The Japanese automaker said it has a nearly three-month supply of vehicles that aren’t going to be impacted by tariffs. It’s also reportedly “war-gaming” for what to do once that inventory runs out. From Automotive News:
“While we know these new vehicle tariffs will have an impact on affordability for car buyers over a long period of time, we will try to minimize that impact on Nissan buyers,” Nissan U.S. sales boss Vinay Shahani told retailers in an April 15 memo.
[…]
Nissan is “evaluating how to quickly leverage more of our available [U.S] capacity … in the year ahead,” Shahani said in the memo reviewed by Automotive News. “Stay tuned.”
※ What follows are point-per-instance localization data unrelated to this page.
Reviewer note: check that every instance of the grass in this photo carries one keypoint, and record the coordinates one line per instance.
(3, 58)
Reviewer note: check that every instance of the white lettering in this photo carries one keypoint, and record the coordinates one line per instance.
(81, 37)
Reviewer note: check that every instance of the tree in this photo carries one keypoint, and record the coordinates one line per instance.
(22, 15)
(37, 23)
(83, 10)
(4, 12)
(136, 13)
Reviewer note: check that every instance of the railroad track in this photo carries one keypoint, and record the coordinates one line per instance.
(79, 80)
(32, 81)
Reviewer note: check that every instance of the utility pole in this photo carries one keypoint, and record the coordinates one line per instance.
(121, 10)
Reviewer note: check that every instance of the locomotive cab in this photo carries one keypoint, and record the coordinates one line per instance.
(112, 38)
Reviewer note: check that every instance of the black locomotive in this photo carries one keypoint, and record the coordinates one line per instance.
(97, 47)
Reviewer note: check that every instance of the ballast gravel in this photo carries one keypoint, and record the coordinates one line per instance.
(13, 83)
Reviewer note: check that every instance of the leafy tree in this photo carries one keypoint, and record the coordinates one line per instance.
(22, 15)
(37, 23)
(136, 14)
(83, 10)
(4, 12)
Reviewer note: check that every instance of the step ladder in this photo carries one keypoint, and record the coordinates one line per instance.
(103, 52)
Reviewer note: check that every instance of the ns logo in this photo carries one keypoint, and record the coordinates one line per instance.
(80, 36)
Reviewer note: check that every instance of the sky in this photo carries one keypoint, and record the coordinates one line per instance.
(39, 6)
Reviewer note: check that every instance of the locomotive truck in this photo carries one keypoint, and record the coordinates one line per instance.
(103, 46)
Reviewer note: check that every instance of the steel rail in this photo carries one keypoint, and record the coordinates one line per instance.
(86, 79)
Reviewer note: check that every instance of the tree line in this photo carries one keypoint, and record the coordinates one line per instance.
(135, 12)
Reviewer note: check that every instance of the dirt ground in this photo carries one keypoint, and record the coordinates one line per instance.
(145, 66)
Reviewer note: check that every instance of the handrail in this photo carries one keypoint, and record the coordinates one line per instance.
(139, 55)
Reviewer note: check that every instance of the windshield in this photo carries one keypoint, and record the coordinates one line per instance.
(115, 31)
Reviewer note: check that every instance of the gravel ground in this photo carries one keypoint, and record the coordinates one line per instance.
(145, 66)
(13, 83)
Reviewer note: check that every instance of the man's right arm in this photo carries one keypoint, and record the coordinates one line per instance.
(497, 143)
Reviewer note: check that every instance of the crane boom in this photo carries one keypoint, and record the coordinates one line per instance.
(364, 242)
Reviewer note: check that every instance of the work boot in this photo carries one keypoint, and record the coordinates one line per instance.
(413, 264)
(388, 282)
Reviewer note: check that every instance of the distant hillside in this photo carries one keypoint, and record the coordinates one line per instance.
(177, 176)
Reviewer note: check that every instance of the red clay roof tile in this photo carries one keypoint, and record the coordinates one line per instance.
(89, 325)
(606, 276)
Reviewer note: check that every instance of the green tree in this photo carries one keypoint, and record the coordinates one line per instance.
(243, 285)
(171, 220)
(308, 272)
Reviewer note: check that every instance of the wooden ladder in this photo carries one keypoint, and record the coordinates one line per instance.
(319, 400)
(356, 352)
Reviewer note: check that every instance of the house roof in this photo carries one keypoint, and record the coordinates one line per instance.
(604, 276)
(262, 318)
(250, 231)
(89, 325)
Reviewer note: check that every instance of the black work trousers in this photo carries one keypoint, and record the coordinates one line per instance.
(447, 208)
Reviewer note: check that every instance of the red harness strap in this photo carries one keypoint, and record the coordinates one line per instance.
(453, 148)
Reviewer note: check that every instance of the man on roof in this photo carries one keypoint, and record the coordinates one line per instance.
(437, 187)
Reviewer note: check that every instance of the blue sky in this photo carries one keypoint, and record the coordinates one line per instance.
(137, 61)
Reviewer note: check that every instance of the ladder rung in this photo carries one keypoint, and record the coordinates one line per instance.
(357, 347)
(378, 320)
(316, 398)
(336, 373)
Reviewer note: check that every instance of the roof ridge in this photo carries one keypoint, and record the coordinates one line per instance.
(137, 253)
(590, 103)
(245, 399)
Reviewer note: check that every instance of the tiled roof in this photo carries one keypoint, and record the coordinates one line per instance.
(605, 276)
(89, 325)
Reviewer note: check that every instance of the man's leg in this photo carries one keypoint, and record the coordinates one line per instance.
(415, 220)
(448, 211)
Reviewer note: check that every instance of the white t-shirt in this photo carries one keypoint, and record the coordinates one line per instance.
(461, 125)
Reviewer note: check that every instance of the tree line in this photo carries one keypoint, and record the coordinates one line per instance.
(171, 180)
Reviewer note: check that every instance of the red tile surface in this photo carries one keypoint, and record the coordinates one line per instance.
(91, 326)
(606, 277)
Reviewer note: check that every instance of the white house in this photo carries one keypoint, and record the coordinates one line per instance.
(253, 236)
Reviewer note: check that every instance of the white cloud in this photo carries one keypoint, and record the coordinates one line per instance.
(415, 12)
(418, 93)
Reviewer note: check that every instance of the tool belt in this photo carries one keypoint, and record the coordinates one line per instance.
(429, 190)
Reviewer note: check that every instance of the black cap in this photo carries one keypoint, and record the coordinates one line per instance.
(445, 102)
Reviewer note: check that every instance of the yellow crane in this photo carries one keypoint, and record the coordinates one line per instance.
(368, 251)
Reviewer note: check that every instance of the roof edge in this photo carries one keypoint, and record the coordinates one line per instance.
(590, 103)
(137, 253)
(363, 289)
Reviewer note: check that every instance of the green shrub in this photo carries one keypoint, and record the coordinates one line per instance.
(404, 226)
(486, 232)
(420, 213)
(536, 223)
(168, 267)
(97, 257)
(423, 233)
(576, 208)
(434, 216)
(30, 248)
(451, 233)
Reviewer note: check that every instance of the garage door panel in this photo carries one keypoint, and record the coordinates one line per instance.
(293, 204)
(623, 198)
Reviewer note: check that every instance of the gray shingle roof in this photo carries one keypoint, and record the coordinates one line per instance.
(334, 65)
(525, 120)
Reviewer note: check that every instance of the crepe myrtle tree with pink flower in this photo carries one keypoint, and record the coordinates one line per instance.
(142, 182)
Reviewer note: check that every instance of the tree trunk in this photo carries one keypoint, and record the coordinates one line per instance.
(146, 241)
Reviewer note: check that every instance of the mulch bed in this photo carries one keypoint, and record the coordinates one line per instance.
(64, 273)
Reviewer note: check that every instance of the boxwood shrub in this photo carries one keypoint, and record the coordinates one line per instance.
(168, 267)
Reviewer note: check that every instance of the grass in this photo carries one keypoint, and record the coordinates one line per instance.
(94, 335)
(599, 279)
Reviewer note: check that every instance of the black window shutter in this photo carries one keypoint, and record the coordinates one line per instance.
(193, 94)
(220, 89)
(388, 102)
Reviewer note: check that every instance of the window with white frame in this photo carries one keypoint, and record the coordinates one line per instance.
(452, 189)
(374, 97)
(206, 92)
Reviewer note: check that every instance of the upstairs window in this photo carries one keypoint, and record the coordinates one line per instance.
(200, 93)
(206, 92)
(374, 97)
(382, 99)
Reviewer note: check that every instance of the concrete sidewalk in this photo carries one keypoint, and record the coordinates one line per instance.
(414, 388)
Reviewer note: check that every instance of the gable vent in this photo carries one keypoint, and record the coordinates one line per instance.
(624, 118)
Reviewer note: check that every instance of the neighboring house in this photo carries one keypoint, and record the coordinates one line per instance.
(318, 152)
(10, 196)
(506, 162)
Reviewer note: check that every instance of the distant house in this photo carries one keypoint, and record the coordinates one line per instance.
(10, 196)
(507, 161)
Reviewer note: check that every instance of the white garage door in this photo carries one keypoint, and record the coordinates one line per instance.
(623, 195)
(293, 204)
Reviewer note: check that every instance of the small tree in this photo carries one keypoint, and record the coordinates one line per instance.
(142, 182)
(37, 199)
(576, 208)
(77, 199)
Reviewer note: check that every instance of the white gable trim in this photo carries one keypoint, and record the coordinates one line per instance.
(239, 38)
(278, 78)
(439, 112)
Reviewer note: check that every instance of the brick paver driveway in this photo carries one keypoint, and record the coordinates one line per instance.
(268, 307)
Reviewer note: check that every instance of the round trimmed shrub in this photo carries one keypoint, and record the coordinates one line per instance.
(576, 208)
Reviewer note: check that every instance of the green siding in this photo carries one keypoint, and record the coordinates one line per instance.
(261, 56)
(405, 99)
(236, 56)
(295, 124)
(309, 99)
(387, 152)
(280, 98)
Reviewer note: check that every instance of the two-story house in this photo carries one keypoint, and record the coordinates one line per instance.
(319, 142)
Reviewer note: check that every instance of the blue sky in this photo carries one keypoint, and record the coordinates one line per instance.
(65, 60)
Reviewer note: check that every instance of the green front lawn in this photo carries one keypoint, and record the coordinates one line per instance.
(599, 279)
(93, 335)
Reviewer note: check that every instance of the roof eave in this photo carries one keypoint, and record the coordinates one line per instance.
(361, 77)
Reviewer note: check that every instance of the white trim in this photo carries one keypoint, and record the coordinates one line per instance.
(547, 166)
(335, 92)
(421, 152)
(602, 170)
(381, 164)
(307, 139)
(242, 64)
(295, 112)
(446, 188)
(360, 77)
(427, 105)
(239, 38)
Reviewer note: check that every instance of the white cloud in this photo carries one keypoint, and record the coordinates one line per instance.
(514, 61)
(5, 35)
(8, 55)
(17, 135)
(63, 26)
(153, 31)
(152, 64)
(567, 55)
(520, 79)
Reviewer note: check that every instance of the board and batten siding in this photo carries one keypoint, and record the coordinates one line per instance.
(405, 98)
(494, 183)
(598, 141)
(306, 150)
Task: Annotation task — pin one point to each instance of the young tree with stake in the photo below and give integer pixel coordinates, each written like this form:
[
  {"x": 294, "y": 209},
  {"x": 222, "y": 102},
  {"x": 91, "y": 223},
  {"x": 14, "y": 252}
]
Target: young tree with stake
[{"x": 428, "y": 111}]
Nissan also plans to increase output for its four core models — the Rogue, Pathfinder, Murano and Frontier. Together, they accounted for 48 percent of Nissan’s sales in 2024. It’s planning to boost output at its Smyrna, Tennessee and Canton, Mississippi plants, which only operated at about half of their combined capacity last year.
But this year, Shahani said, that extra U.S. manufacturing capacity presents Nissan a “path through [the tariff] storm.”
Nissan will maintain a second shift on the Rogue assembly line in Smyrna this summer, reversing an earlier decision to cut output because of oversupply.
Nissan Americas Chairperson Christian Meunier told Automotivesaid April 16 that Rogue crossover production at Smyrna will increase by 54 percent, or 60,000 vehicles, over the next 12 months.
Nissan has been struggling for quite a while now, so I suppose it’s good that it’s doing everything it can to get out ahead of the tariffs before they become a real issue for it. If it’s about to keep prices low as everyone else is forced to jack up MSRPs across the board, it might be able to claw back some market share.
4th Gear: 49,000 Dodge-Alfa Romeo twins recalled for faulty camera
Stellantis is recalling 48,494 2023-25 Dodge Hornets and Alfa Romeo Tonales because the rearview camera might not display when the car is shifted into reverse, according to a report from the National Highway Traffic Safety Administration. Despite the broad scope of the recall, it’s expected that just 1% of all vehicles will have the defect. From Automotive News:
When an affected vehicle is put into reverse, the rearview image may not display. This is because of a cold soldering on a voltage regulator and/or a software defect within the microprocessor that may result in a black screen instead of the rearview image.
The automaker opened an investigation into the issue in March 2024 when Stellantis Europe’s customer experience department first received reports of the problem.
Affected vehicles may end up getting their radio replaced and/or the software update to fix the issue. Stellantis says it’ll fully reimburse those who paid out of their own pocket to remedy the problem.Â
Dealers are expected to be notified of the recall on April 22, and owners will be alerted by June 4.
On The Radio: LCD Soundsystem – All My Friends
Like many people in their late 20s before me, I’ve decided to get into LCD Soundsystem, and I’m glad I did. This song has quickly rocketed up my personal charts as a real favorite of mine. You really should give it a listen.